Carnera then fought champ Jack Sharkey in a rematch of their October 1931 bout, which Sharkey had won by decision.
Carnera shocked the 40,000 fans in attendance (and maybe even Sharkey) when he landed “a terrific right-hand uppercut to the chin that almost decapitated Sharkey and brought Carnera the title,” according to Primo’s biographer Joseph Page.
After two successful title defenses (including one in his native Italy, where he gave the fascist salute to dictator Benito Mussolini and another against a man 84 pounds lighter), Carnera faced Max Baer — but not before they co-starred in a genuine A-list, Oscar-nominated Hollywood movie to build anticipation — in June 1934 in front of 56,000 fans.
The Jewish Baer wore the Star of David on his trunks and gave Carnera the beating fans had been waiting to see.
Baer put Carnera on his ass six times in the first two rounds and 11 times total in 11 rounds, and somehow broke Carnera’s ankle before the ref finally stepped in and stopped the fun.
Carnero recovered enough to pick up four decision wins before running smack into future champ Joe Louis, who felt he “had to beat (Carnera) for a cause” and did so en route to a 6th round KO.
Madden and company managed to keep milking Carnera until three straight losses and some severe ill health brought the Monster’s run to an end.
Fight Sports Are Stupid Spectacle, First, Last, and Always
The career of Primo Carnera has been immortalized in books and on film, always as a tragic cautionary tale of corruption, manipulation of an innocent and uneducated man, and a stain on boxing.
Me, I’ve always seen it as one of the triumphs of combat sports promotion, personally.

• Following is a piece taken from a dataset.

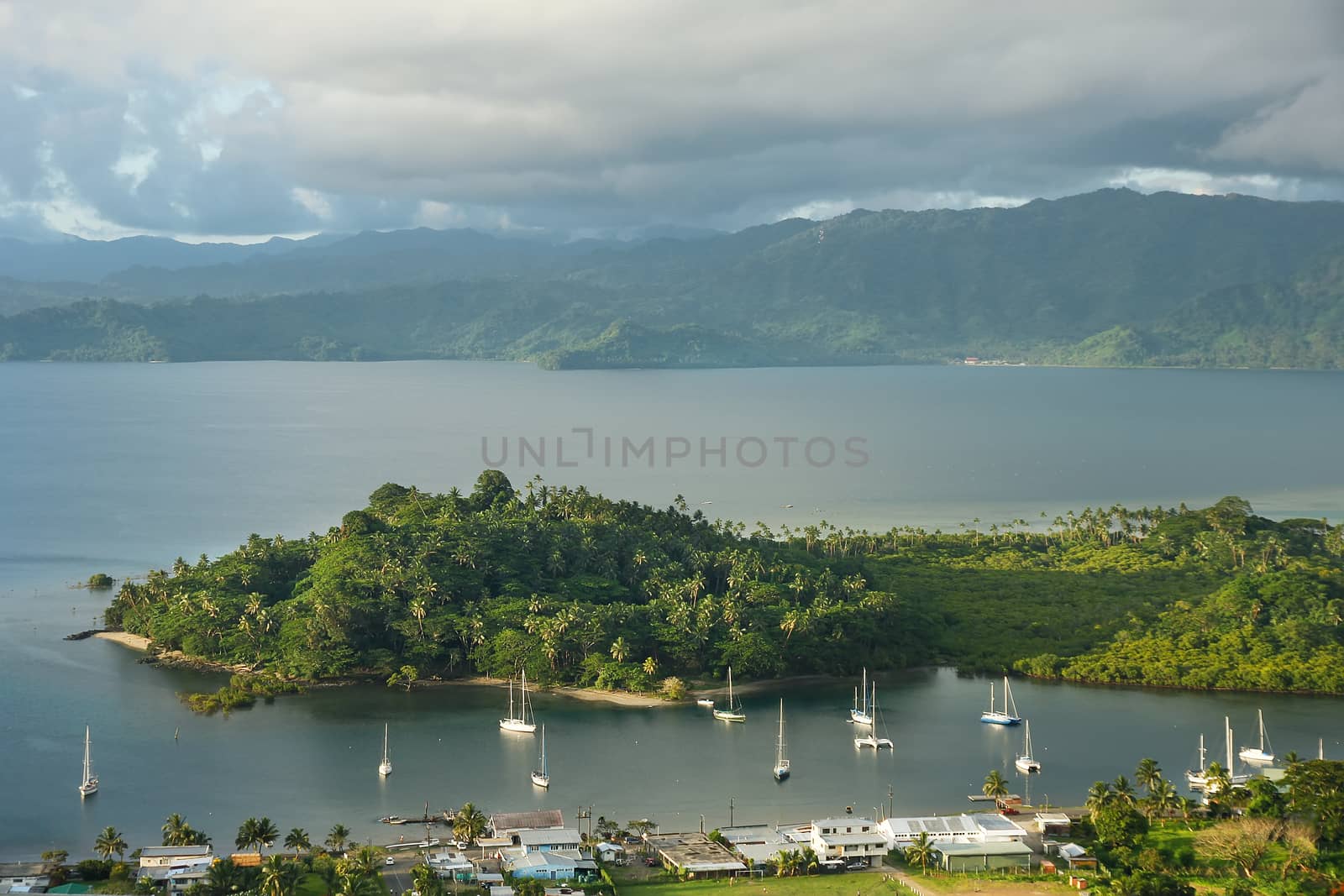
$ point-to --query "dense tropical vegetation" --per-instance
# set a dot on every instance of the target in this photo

Look y’all, this shit is the hurt business.
It’s always been shady as fuck and always will be.
But sometimes shrewd promoters can make something out of nothing and turn a rube into a legend, give the fans years' worth of entertainment, and give the bards something to sing about til the end of the world.
This Could Be Jake Paul’s Primo Carnera Moment
YouTube influencer Jake Paul has exceeded expectations at every stage of his boxing career.
And unlike poor Primo, Jake (and his MVP partner Nakisa Bidarian) knows exactly what he’s doing.
But they’ve followed the same rules that guided Carnera’s career, as laid out by Co-Main Event in their excellent piece on Carnera’s career: “How do you create hype for a new prospect who generates a lot of interest but isn’t yet a seasoned fighter? You do it through careful matchmaking.”
And that’s just what Jake Paul has done, picking a succession of undersized, over-aged and/or underqualified opponents like NBA veteran Nate Robinson, UFC vets Ben Askren, Tyron Woodley (2x), Anderson Silva, Nate Diaz, and boxing relics Mike Tyson and Julio César Chávez, Jr.
Now it appears they’ve decided to put Jake in the ring with someone in Anthony Joshua, who “either agrees to carry him or Jake Paul drinks Christmas dinner through a straw,” as Ben Fowlkes put it.
I’m here for it, and I’m already subscribed to Netflix so I’ve got nothing to lose but my time.
After spending at least 16 hours watching Jake Paul "fight” and enjoying maybe 30 minutes of it, I am really looking forward to seeing him catch the ass beating he deserves.
My compliments to the chef.
Nate Wilcox founded Bloody Elbow in 2007 and sold it in 2024.